Il en résulte que notre pays est au bord de la paralysie.

Devant nous-mêmes, et devant le monde, nous, Français, devons régler un problème essentiel que nous pose notre époque. À moins que nous nous roulions à travers la guerre civile, aux aventures et aux usurpations les plus odieuses et les plus ruineuses.

Depuis bientôt 30 ans, les évènements m'ont imposé en plusieurs graves occasions, le devoir d'amener notre pays à assumer son propre destin, afin d'empêcher que certains ne s'en chargent malgré lui. J'y suis prêt, cette fois encore. Mais cette fois encore, cette fois surtout, j'ai besoin. Oui, j'ai besoin que le peuple français dise qu'il le veut.

Or, notre Constitution prévoit justement par quelle voie il peut le faire. C'est la voie la plus directe et la plus démocratique possible, celle du référendum.

Compte tenu de la situation tout à fait exceptionnelle où nous sommes, et sur la proposition du gouvernement, j'ai décidé de soumettre au suffrage de la Nation, un projet de loi, par lequel je lui demande de donner à l'État, et d'abord à son chef, un mandat pour la rénovation.

Reconstruire l'université, en fonction, non pas de ses habitudes séculaires, mais des besoins réels de l'évolution du pays, et des débouchés effectifs de la jeunesse étudiante dans la société moderne.

Adapter notre économie, non pas aux catégories diverses, des intérêts, des intérêts particuliers, mais aux nécessités nationales et internationales, en améliorant les conditions de vie et de travail du personnel, des services publics et des entreprises, en organisant sa participation aux responsabilités professionnelles, en étendant la formation des jeunes, en assurant leur emploi, en mettant en œuvre les activités industrielles et agricoles dans le cadre de nos régions.

Tel est le but que la Nation doit se fixer elle-même.

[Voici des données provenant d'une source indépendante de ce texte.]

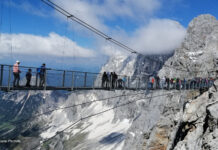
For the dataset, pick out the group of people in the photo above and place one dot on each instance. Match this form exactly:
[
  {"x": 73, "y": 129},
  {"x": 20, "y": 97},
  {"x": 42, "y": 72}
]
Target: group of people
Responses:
[
  {"x": 176, "y": 83},
  {"x": 111, "y": 80},
  {"x": 40, "y": 72}
]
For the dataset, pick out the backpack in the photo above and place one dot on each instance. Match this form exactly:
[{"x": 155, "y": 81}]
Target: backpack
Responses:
[{"x": 38, "y": 70}]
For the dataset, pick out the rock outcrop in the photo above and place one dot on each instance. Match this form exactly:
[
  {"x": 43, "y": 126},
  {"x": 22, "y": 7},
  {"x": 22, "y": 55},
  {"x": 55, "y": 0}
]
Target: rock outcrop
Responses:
[{"x": 198, "y": 54}]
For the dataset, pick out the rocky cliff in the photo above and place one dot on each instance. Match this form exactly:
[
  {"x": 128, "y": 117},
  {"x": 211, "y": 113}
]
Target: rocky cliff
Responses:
[
  {"x": 114, "y": 120},
  {"x": 198, "y": 54}
]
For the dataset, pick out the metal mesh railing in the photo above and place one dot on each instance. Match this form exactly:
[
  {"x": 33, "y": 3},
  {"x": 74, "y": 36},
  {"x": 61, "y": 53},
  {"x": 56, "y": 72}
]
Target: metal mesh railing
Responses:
[{"x": 75, "y": 80}]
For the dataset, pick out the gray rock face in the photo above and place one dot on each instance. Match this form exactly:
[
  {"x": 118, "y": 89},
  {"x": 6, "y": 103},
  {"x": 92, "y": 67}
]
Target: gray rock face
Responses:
[
  {"x": 155, "y": 120},
  {"x": 198, "y": 54}
]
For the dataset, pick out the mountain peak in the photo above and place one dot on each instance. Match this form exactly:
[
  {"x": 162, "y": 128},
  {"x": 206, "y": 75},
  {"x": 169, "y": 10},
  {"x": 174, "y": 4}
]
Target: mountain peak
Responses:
[{"x": 197, "y": 56}]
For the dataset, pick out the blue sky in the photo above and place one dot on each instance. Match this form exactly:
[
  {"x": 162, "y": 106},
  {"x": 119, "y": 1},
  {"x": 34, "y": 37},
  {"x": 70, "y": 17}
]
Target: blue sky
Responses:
[{"x": 32, "y": 31}]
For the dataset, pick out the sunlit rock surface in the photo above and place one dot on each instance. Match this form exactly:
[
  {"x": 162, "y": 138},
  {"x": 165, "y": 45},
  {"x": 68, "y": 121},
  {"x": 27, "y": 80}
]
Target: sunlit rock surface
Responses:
[
  {"x": 198, "y": 54},
  {"x": 132, "y": 120}
]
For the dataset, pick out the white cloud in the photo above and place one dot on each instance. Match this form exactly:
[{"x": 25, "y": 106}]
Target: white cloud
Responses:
[
  {"x": 159, "y": 36},
  {"x": 154, "y": 37},
  {"x": 95, "y": 12},
  {"x": 27, "y": 7},
  {"x": 52, "y": 45}
]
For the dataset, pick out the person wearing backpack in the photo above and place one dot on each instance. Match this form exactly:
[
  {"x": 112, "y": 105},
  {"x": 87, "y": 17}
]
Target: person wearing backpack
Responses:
[
  {"x": 16, "y": 73},
  {"x": 42, "y": 75},
  {"x": 28, "y": 77}
]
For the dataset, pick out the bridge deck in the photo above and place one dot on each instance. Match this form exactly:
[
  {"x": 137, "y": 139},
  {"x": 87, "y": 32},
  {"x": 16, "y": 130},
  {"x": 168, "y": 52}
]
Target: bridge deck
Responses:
[{"x": 60, "y": 88}]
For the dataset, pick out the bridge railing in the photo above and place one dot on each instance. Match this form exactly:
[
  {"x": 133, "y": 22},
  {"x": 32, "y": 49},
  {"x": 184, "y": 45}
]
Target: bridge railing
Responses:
[{"x": 67, "y": 79}]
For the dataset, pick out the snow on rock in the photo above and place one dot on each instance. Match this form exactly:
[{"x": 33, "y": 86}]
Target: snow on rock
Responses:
[{"x": 198, "y": 54}]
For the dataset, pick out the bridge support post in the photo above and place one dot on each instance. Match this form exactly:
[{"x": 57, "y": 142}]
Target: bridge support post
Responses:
[
  {"x": 1, "y": 75},
  {"x": 72, "y": 86},
  {"x": 9, "y": 78},
  {"x": 63, "y": 81},
  {"x": 85, "y": 79}
]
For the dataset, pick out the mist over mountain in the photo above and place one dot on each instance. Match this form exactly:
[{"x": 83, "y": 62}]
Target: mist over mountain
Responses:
[{"x": 159, "y": 119}]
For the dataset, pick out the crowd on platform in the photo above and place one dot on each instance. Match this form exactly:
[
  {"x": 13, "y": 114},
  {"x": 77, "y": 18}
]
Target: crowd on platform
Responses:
[
  {"x": 111, "y": 80},
  {"x": 40, "y": 74},
  {"x": 176, "y": 83}
]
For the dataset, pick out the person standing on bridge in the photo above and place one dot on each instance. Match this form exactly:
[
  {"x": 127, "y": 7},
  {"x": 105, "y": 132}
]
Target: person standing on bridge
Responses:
[
  {"x": 42, "y": 75},
  {"x": 104, "y": 80},
  {"x": 16, "y": 73},
  {"x": 28, "y": 77}
]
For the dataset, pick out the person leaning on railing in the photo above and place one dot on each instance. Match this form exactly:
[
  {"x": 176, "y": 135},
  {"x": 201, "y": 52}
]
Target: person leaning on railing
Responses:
[
  {"x": 42, "y": 75},
  {"x": 16, "y": 73}
]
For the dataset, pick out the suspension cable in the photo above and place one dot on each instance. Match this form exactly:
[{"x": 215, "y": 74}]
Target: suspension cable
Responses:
[{"x": 89, "y": 27}]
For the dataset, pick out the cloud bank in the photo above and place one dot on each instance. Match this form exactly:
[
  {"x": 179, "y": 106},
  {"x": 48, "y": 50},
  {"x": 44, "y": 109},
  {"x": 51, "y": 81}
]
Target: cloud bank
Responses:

Françaises, français, au mois de juin, vous vous prononcerez par un vote.

Au cas où votre réponse serait non, il va de soi que je n'assumerai pas plus longtemps ma fonction. Si par un oui massif, vous m'exprimez votre confiance, j'entreprendrais avec les pouvoirs publics, et je l'espère, le concours de tous ceux qui veulent servir l'intérêt commun, de faire changer partout où il le faut, les structures étroites et périmées, et ouvrir plus largement la route au sang nouveau de la France.

Vive la République, vive la France !

 

Petit rappel : nous utilisons, dans nos dossiers, et dans les citations, le […] qui nous permet de couper dans certaines parties trop longues ou hors sujet d’un texte mais de faire savoir que nous avons utilisé ce raccourci.